VMware implements FT by adding a second virtual machine (or a twin) that is in lockstep with the first.  In essence, they’re twins.  If something happens to the host one of the FT enabled VMs are running on, that VM may stop, but the twin will continue running and handling all of the operations for production use.  Pretty Awesome Stuff.

 How it works

In order for the two machines to work in “vLockstep” there is a logging network setup.  Much like a vMotion network being configured on a different vlan or subnet, the FT network should be setup on a separate network from production.

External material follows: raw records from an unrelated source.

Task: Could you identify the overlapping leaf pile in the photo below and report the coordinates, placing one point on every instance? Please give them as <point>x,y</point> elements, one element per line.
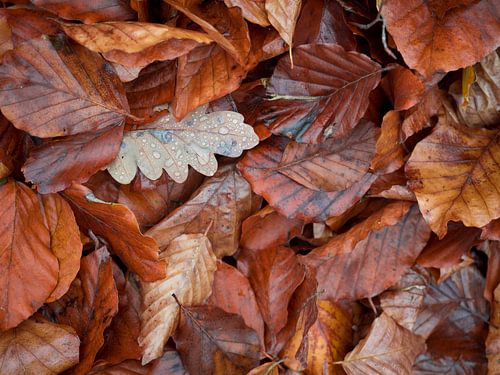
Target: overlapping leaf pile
<point>350,223</point>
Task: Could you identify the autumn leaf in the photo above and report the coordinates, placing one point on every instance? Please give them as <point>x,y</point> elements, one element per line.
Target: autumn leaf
<point>69,91</point>
<point>37,241</point>
<point>341,79</point>
<point>190,271</point>
<point>38,346</point>
<point>173,146</point>
<point>375,244</point>
<point>217,207</point>
<point>89,305</point>
<point>118,225</point>
<point>136,44</point>
<point>261,167</point>
<point>455,176</point>
<point>207,349</point>
<point>440,37</point>
<point>388,349</point>
<point>89,12</point>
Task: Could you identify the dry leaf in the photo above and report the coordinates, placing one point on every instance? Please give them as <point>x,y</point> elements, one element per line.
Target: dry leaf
<point>389,349</point>
<point>190,271</point>
<point>455,176</point>
<point>172,146</point>
<point>37,347</point>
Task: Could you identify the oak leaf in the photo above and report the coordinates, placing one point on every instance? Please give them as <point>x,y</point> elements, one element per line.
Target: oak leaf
<point>217,207</point>
<point>387,349</point>
<point>190,272</point>
<point>437,37</point>
<point>64,89</point>
<point>455,176</point>
<point>173,146</point>
<point>207,349</point>
<point>337,81</point>
<point>38,346</point>
<point>118,225</point>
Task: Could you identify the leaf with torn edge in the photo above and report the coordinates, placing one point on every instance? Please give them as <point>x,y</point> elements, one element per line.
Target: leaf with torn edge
<point>172,146</point>
<point>190,274</point>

Two VMs are setup and forced onto different hosts.  The primary VM will read all of the non-deterministic data such as mouse clicks, network info, disk reads ect, and send them to the secondary VM on the FT logging network.  The secondary VM will then replay those logs so that the two VMs seem identical.

FTdiag1

 

 

When a failure of the host of the Primary VM occurs, the secondary VM will take over and a new secondary VM would then be created in order to keep FT current.

FTdiag2

 

How to Configure

First, you need to make sure you have your network setup.  I won’t go into this in detail, but create your portgroup and make sure you select the “Use this virtual adapter for Fault Tolerance logging” option.  Obviously this will need to be setup on all of your hosts.  Distributed switches makes this easier.

FTNetwork

 

 

 

 

 

Next you can right click your virtual machine and select Fault Tolerance –>Turn on Fault Tolerance.FT1

 

 

 

 

You should get a warning message that you can’t use thin provisioning and the VMs won’t use DRS and a memory reservation will be set.  Choose Yes to continue.FT2

 

 

FT will start up and create the secondary VM, which you’ll be able to see in the VMs and Templates view.secondary

 

 

Problems

My setup was not without an issue or two.  I needed to manually change the disks from thin to Eager zeroed thick and the monitor mode wasn’t compatible with my hosts in my lab.  This was easily resolved from the VMware KB http://kb.vmware.com/selfservice/microsites/search.do?language=en_US&cmd=displayKC&externalId=2000589

FTError1

 

 

Demo time

Here, I’ve opened the console on both the Primary and Secondary VM.  You can see that a ping is running on both, the task manager is identical on both machines and the up times are the same.  Also, notice that the secondary VM is listed as read-only.

sidebyside

Next, I’ve simulated a failure on one of the hosts.  You can see that one of the VM’s keeps right on humming, while the other one goes blank.

Failure1

When the host recovers and both VMs are up again, notice the uptime looks identical again.

Failure2

Restrictions

So FT solves everything… not quite.  FT comes with quite a few restrictions.  The full list is here:  http://kb.vmware.com/selfservice/microsites/search.do?language=en_US&cmd=displayKC&externalId=1010631

The biggest problem is that virtual SMP is not supported.  I would guess in many cases the most critical virtual machine in your organization is possible one of the most resource intensive (think SQL Server).

If you’ve got a VM with a single vCPU and need very high uptime, try FT and see how it goes!